El Ministerio del Tiempo 9 - "Tiempo de Leyenda" (con spoilers)


Con el póster diseñado para el capítulo por Sergio Iniesta (fanmade pero, como otros, pronto disponible en la tienda de RTVE), abrimos ya oficialmente la segunda temporada de El Ministerio del Tiempo. Había muchas ganas de ver "Tiempo de Leyenda", alias "el episodio del Cid", del que se empezó a hablar casi en el momento que se confirmó que existiría esta segunda tanda de episodios, máxime tras el pre-estreno del mismo en un cine de Madrid la semana pasada 

"Tiempo de Leyenda", coescrito por Javier Olivares y Diana Rojo y dirigido por Marc Vigil, es un título que se refleja en el episodio que le precede, "La Leyenda del Tiempo", y no es algo accidental ni meramente estético. Una buena parte de la trama circula alrededor de las consecuencias de lo que ocurrió en el final de temporada: la caída en desgracia de Julián e Irene, la dinámica dentro de la Patrulla, las crisis del Ministerio. No se trata sencillamente de seguir adelante, sino de tomar lo que ha ocurrido como una plataforma, como un punto de partida para que tanto las historias de los personajes como sus personalidades puedan evolucionar de manera fiel e interesante. Amelia está más segura como líder de la Patrulla, Alonso ya acepta su mando pero sigue siendo fiel a sus principios, Julián sale del callejón al que había llegado y toma un nuevo rumbo.
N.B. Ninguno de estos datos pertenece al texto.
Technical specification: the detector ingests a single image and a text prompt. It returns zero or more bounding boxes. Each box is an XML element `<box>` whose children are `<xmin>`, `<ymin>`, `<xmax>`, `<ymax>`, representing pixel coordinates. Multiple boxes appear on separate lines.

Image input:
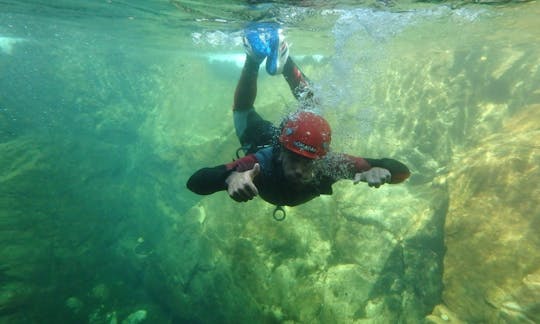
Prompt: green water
<box><xmin>0</xmin><ymin>1</ymin><xmax>540</xmax><ymax>323</ymax></box>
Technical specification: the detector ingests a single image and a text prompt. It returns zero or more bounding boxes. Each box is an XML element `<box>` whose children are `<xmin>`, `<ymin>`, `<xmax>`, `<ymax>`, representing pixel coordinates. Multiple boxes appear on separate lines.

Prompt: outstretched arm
<box><xmin>323</xmin><ymin>153</ymin><xmax>410</xmax><ymax>188</ymax></box>
<box><xmin>186</xmin><ymin>154</ymin><xmax>260</xmax><ymax>197</ymax></box>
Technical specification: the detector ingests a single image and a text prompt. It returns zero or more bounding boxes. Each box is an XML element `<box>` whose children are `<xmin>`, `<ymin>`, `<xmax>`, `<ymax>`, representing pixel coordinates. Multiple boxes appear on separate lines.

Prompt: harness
<box><xmin>235</xmin><ymin>145</ymin><xmax>287</xmax><ymax>222</ymax></box>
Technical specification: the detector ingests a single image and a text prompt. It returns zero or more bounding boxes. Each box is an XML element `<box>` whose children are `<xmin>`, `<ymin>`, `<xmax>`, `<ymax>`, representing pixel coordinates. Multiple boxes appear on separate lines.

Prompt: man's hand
<box><xmin>353</xmin><ymin>167</ymin><xmax>392</xmax><ymax>188</ymax></box>
<box><xmin>225</xmin><ymin>163</ymin><xmax>261</xmax><ymax>201</ymax></box>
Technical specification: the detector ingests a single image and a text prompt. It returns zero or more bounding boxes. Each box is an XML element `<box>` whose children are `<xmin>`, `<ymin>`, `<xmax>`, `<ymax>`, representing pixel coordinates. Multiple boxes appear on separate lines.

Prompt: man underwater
<box><xmin>187</xmin><ymin>23</ymin><xmax>410</xmax><ymax>210</ymax></box>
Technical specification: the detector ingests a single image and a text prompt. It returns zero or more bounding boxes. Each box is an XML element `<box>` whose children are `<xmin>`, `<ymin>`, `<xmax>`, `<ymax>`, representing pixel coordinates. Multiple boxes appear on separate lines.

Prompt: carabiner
<box><xmin>272</xmin><ymin>206</ymin><xmax>287</xmax><ymax>222</ymax></box>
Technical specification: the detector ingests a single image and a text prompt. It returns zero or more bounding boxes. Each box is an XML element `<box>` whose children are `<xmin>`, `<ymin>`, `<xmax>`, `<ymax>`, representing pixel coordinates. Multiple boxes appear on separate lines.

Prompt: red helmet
<box><xmin>279</xmin><ymin>111</ymin><xmax>332</xmax><ymax>159</ymax></box>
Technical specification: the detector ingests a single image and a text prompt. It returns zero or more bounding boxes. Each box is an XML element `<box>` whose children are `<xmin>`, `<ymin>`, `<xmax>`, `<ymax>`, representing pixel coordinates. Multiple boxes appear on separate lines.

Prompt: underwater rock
<box><xmin>443</xmin><ymin>105</ymin><xmax>540</xmax><ymax>322</ymax></box>
<box><xmin>122</xmin><ymin>309</ymin><xmax>147</xmax><ymax>324</ymax></box>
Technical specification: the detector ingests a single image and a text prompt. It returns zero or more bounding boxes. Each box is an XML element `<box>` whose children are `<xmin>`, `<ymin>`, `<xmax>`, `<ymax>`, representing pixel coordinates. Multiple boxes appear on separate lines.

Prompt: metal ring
<box><xmin>272</xmin><ymin>206</ymin><xmax>287</xmax><ymax>222</ymax></box>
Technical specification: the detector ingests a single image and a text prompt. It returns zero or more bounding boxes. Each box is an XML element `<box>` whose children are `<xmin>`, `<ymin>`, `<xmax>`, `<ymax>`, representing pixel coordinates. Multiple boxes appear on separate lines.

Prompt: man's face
<box><xmin>280</xmin><ymin>149</ymin><xmax>314</xmax><ymax>185</ymax></box>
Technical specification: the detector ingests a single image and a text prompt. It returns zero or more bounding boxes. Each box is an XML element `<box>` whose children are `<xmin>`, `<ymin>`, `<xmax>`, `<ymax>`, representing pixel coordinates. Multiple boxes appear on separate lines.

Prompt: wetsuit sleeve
<box><xmin>364</xmin><ymin>158</ymin><xmax>411</xmax><ymax>183</ymax></box>
<box><xmin>186</xmin><ymin>154</ymin><xmax>258</xmax><ymax>195</ymax></box>
<box><xmin>327</xmin><ymin>154</ymin><xmax>411</xmax><ymax>183</ymax></box>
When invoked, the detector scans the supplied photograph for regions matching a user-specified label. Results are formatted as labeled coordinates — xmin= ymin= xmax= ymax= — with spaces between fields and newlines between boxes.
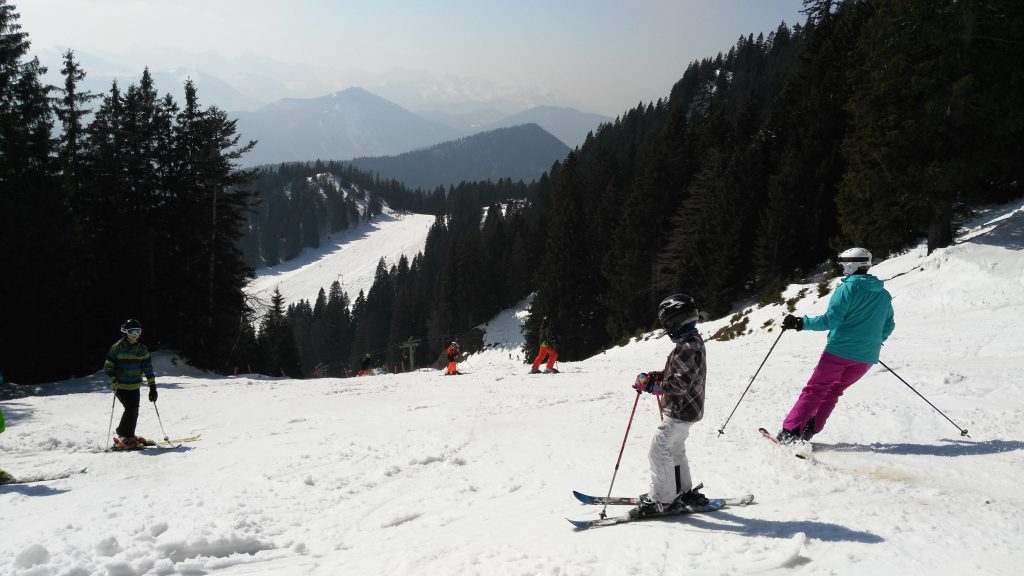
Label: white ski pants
xmin=648 ymin=417 xmax=693 ymax=503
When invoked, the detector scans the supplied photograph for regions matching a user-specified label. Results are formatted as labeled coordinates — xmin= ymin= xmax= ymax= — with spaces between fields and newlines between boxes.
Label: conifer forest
xmin=0 ymin=0 xmax=1024 ymax=383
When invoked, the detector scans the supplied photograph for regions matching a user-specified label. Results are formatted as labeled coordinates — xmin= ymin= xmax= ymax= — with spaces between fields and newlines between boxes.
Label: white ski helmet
xmin=836 ymin=248 xmax=871 ymax=276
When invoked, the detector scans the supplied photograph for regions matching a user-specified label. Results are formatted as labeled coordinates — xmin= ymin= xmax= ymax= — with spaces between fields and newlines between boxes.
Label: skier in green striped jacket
xmin=103 ymin=319 xmax=157 ymax=449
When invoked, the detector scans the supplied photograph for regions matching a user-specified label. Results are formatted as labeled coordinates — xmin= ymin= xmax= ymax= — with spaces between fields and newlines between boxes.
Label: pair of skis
xmin=566 ymin=491 xmax=754 ymax=530
xmin=110 ymin=434 xmax=203 ymax=452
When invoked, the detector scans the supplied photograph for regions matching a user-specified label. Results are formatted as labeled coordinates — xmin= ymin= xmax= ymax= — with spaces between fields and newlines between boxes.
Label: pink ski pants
xmin=782 ymin=352 xmax=871 ymax=434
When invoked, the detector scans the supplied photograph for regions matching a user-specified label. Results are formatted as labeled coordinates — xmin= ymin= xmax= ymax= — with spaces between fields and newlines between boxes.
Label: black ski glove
xmin=782 ymin=314 xmax=804 ymax=332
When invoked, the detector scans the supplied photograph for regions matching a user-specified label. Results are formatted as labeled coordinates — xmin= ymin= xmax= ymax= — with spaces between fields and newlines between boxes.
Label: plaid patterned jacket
xmin=659 ymin=330 xmax=708 ymax=422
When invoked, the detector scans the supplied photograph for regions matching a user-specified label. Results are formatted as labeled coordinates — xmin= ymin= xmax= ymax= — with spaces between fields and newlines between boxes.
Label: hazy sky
xmin=16 ymin=0 xmax=803 ymax=116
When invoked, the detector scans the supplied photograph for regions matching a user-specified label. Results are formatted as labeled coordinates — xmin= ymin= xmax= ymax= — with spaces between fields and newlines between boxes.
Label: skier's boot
xmin=802 ymin=417 xmax=815 ymax=442
xmin=678 ymin=484 xmax=710 ymax=508
xmin=775 ymin=428 xmax=800 ymax=446
xmin=630 ymin=494 xmax=672 ymax=518
xmin=114 ymin=436 xmax=138 ymax=450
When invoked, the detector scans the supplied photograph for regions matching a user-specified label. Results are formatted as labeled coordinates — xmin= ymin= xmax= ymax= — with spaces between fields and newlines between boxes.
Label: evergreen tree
xmin=258 ymin=289 xmax=302 ymax=378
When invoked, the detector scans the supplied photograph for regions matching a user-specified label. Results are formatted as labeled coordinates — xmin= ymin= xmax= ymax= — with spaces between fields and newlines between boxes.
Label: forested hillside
xmin=0 ymin=0 xmax=1024 ymax=382
xmin=329 ymin=0 xmax=1024 ymax=366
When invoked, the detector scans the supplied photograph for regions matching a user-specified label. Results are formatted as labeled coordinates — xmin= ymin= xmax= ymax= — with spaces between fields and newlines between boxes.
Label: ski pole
xmin=599 ymin=390 xmax=640 ymax=519
xmin=718 ymin=328 xmax=785 ymax=437
xmin=103 ymin=390 xmax=118 ymax=445
xmin=153 ymin=402 xmax=171 ymax=444
xmin=879 ymin=360 xmax=971 ymax=438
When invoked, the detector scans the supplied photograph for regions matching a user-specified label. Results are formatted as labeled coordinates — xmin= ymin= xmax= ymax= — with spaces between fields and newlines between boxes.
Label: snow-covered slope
xmin=0 ymin=199 xmax=1024 ymax=576
xmin=246 ymin=210 xmax=434 ymax=305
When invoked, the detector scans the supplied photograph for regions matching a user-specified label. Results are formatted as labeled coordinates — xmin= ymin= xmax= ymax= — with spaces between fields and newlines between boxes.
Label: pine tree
xmin=258 ymin=289 xmax=302 ymax=378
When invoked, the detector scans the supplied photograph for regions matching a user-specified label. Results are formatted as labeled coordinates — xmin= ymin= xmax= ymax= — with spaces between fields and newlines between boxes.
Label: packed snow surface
xmin=0 ymin=199 xmax=1024 ymax=576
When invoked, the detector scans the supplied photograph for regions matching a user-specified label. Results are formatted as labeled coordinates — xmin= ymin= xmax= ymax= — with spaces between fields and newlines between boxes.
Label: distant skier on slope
xmin=776 ymin=248 xmax=896 ymax=444
xmin=529 ymin=316 xmax=558 ymax=374
xmin=445 ymin=340 xmax=459 ymax=376
xmin=630 ymin=294 xmax=708 ymax=517
xmin=103 ymin=319 xmax=157 ymax=449
xmin=0 ymin=393 xmax=14 ymax=484
xmin=356 ymin=354 xmax=373 ymax=376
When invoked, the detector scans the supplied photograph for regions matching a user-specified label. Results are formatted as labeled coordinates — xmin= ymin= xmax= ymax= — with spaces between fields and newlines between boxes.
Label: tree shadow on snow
xmin=814 ymin=439 xmax=1024 ymax=456
xmin=672 ymin=510 xmax=885 ymax=544
xmin=0 ymin=484 xmax=70 ymax=496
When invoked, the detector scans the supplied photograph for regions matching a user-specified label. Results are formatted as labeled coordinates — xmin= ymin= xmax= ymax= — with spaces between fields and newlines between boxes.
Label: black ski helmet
xmin=657 ymin=294 xmax=697 ymax=334
xmin=121 ymin=318 xmax=142 ymax=334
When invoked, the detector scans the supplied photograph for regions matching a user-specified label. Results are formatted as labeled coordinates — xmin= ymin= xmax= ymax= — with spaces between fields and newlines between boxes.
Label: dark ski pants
xmin=114 ymin=388 xmax=141 ymax=438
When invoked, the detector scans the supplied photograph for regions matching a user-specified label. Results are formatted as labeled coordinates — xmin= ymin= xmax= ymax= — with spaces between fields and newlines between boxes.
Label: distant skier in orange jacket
xmin=529 ymin=317 xmax=558 ymax=374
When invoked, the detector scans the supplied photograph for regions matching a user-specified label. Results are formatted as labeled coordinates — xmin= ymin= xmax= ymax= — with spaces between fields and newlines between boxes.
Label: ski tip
xmin=565 ymin=519 xmax=590 ymax=530
xmin=569 ymin=490 xmax=594 ymax=502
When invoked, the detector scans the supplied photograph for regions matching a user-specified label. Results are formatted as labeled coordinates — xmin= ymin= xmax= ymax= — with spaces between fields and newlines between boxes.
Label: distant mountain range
xmin=231 ymin=88 xmax=464 ymax=165
xmin=230 ymin=88 xmax=610 ymax=167
xmin=352 ymin=124 xmax=569 ymax=190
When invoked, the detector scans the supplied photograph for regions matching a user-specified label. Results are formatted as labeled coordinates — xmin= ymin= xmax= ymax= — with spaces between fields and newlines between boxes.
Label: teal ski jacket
xmin=804 ymin=274 xmax=896 ymax=364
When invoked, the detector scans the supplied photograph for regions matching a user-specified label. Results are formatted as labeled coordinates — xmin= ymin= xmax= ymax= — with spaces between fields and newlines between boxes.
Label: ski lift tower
xmin=400 ymin=336 xmax=420 ymax=372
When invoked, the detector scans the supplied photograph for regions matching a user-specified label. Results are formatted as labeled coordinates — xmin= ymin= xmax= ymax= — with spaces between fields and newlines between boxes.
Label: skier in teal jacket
xmin=777 ymin=248 xmax=896 ymax=444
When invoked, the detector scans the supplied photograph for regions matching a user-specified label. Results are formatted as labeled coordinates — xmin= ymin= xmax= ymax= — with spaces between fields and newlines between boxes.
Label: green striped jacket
xmin=103 ymin=337 xmax=157 ymax=390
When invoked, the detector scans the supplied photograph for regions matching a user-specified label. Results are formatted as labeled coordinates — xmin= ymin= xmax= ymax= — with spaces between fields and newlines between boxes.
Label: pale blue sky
xmin=10 ymin=0 xmax=803 ymax=116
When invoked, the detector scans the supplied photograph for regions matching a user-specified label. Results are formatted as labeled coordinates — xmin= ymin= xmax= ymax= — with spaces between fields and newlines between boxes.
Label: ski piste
xmin=758 ymin=428 xmax=814 ymax=460
xmin=0 ymin=467 xmax=89 ymax=486
xmin=572 ymin=490 xmax=640 ymax=506
xmin=110 ymin=434 xmax=203 ymax=452
xmin=565 ymin=492 xmax=754 ymax=530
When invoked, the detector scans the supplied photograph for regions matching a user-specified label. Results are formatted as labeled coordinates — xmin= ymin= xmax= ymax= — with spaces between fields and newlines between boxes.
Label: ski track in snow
xmin=0 ymin=199 xmax=1024 ymax=576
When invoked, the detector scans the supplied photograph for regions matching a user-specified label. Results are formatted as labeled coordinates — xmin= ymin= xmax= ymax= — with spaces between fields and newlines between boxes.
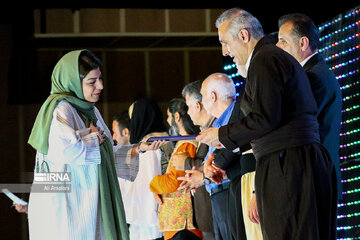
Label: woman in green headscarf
xmin=29 ymin=50 xmax=129 ymax=240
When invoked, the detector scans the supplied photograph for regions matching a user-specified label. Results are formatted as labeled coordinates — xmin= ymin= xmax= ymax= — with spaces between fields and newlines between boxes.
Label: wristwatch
xmin=203 ymin=172 xmax=211 ymax=185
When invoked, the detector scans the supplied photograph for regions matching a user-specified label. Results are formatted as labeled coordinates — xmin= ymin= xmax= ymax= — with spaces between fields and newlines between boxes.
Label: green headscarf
xmin=28 ymin=50 xmax=129 ymax=240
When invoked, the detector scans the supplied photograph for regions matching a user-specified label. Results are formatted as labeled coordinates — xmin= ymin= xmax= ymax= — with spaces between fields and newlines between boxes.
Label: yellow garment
xmin=150 ymin=141 xmax=201 ymax=240
xmin=241 ymin=171 xmax=263 ymax=240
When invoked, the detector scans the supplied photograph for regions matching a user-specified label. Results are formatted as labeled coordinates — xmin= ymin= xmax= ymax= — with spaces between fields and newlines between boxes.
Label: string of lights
xmin=319 ymin=7 xmax=360 ymax=240
xmin=223 ymin=6 xmax=360 ymax=240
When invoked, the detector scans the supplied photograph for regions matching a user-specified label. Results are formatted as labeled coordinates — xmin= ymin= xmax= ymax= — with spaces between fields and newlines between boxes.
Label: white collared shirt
xmin=300 ymin=52 xmax=318 ymax=67
xmin=245 ymin=49 xmax=254 ymax=71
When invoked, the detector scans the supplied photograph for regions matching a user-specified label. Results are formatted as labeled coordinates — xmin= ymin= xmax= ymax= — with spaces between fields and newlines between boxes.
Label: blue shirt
xmin=203 ymin=101 xmax=235 ymax=193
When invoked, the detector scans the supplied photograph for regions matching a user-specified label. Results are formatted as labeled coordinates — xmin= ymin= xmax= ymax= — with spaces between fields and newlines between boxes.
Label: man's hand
xmin=170 ymin=152 xmax=190 ymax=171
xmin=153 ymin=193 xmax=164 ymax=205
xmin=196 ymin=128 xmax=224 ymax=148
xmin=248 ymin=193 xmax=260 ymax=224
xmin=139 ymin=140 xmax=168 ymax=152
xmin=177 ymin=167 xmax=204 ymax=193
xmin=204 ymin=153 xmax=226 ymax=184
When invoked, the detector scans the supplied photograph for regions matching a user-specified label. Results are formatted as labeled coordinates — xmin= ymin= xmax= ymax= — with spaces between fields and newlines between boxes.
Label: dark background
xmin=0 ymin=1 xmax=356 ymax=239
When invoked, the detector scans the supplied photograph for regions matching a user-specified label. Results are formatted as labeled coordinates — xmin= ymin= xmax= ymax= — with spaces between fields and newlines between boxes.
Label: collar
xmin=300 ymin=52 xmax=318 ymax=67
xmin=213 ymin=100 xmax=235 ymax=127
xmin=245 ymin=49 xmax=254 ymax=71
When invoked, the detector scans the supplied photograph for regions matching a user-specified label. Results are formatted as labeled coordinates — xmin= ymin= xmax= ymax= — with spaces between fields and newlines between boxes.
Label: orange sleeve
xmin=150 ymin=143 xmax=196 ymax=194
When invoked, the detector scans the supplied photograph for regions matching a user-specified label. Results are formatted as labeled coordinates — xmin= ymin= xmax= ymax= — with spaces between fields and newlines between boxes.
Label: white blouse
xmin=28 ymin=101 xmax=112 ymax=240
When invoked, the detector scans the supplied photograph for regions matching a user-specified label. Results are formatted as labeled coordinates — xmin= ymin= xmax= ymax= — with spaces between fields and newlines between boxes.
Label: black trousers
xmin=211 ymin=189 xmax=233 ymax=240
xmin=228 ymin=175 xmax=246 ymax=240
xmin=255 ymin=144 xmax=337 ymax=240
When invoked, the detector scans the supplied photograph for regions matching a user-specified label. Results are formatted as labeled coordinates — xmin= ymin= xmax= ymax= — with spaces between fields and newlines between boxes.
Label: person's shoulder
xmin=54 ymin=100 xmax=76 ymax=114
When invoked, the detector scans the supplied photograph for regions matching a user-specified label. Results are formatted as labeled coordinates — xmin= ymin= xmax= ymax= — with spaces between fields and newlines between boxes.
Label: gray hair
xmin=206 ymin=73 xmax=236 ymax=100
xmin=215 ymin=8 xmax=264 ymax=40
xmin=182 ymin=80 xmax=204 ymax=103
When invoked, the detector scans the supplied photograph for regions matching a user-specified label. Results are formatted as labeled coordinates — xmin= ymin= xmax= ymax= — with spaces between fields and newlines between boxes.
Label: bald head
xmin=200 ymin=73 xmax=236 ymax=117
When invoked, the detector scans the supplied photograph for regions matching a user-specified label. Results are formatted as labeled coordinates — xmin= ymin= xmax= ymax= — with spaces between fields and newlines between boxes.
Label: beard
xmin=169 ymin=118 xmax=180 ymax=136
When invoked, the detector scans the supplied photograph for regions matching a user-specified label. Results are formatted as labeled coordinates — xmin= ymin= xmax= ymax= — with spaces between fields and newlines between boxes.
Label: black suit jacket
xmin=214 ymin=96 xmax=250 ymax=180
xmin=304 ymin=54 xmax=342 ymax=199
xmin=219 ymin=37 xmax=320 ymax=159
xmin=184 ymin=118 xmax=215 ymax=232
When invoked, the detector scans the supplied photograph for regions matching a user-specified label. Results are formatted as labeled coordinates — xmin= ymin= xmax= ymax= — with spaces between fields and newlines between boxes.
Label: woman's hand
xmin=89 ymin=121 xmax=106 ymax=145
xmin=139 ymin=140 xmax=168 ymax=152
xmin=13 ymin=202 xmax=28 ymax=213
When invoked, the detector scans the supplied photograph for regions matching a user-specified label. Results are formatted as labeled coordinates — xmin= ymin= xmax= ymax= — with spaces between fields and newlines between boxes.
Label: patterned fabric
xmin=150 ymin=141 xmax=197 ymax=231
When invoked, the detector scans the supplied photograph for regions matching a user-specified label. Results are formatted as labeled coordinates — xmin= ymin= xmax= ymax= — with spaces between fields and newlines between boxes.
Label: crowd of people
xmin=16 ymin=8 xmax=341 ymax=240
Pero además, cómo aquel, éste capítulo habla de un agente del Ministerio que viaja al pasado para tratar de hacer algo en principio prohibido: corregir la muerte de alguien. Nada menos que El Cid Campeador. Rogelio Buendía (Sergio Peris-Mencheta), agente del Ministerio de 1960, provoca accidentalmente la muerte del legendario héroe castellano en 1079, 20 años antes de lo que le toca, y decide con la connivencia de su jefe (estupenda la fugaz aparición de Carles Flavià como subsecretario de la época franquista), no decir nada a nadie y suplantarlo a partir de ese momento. El Ministerio de 2015, que no sabe nada de todos estos manejes, investiga por su parte la aparición de dos supuestas tumbas del Cid en lugares distintos y viaja a 1099 para tratar de descubrir la verdad...

Explicado así suena muy fácil, pero Olivares, Rojo y Vigil dosifican la información inteligentemente a lo largo del episodio para mantener la intriga lo suficiente, e incluso cuando se descubre el misterio aún quedan suficientes hilos de los que tirar para que la historia siga atrapando al espectador: el caso y la conciliación de las dos versiones del Cid (el mercenario histórico y el héroe romántico) acaba siendo casi un McGuffin, porque lo que de verdad interesa no es la explicación sino lo que lleva a los personajes a crearla. La influencia de la leyenda en el carácter de unos hombres que son capaces de anteponer el deber a sus vidas. La ficción como inspiración, la ficción elevada a ADN nacional.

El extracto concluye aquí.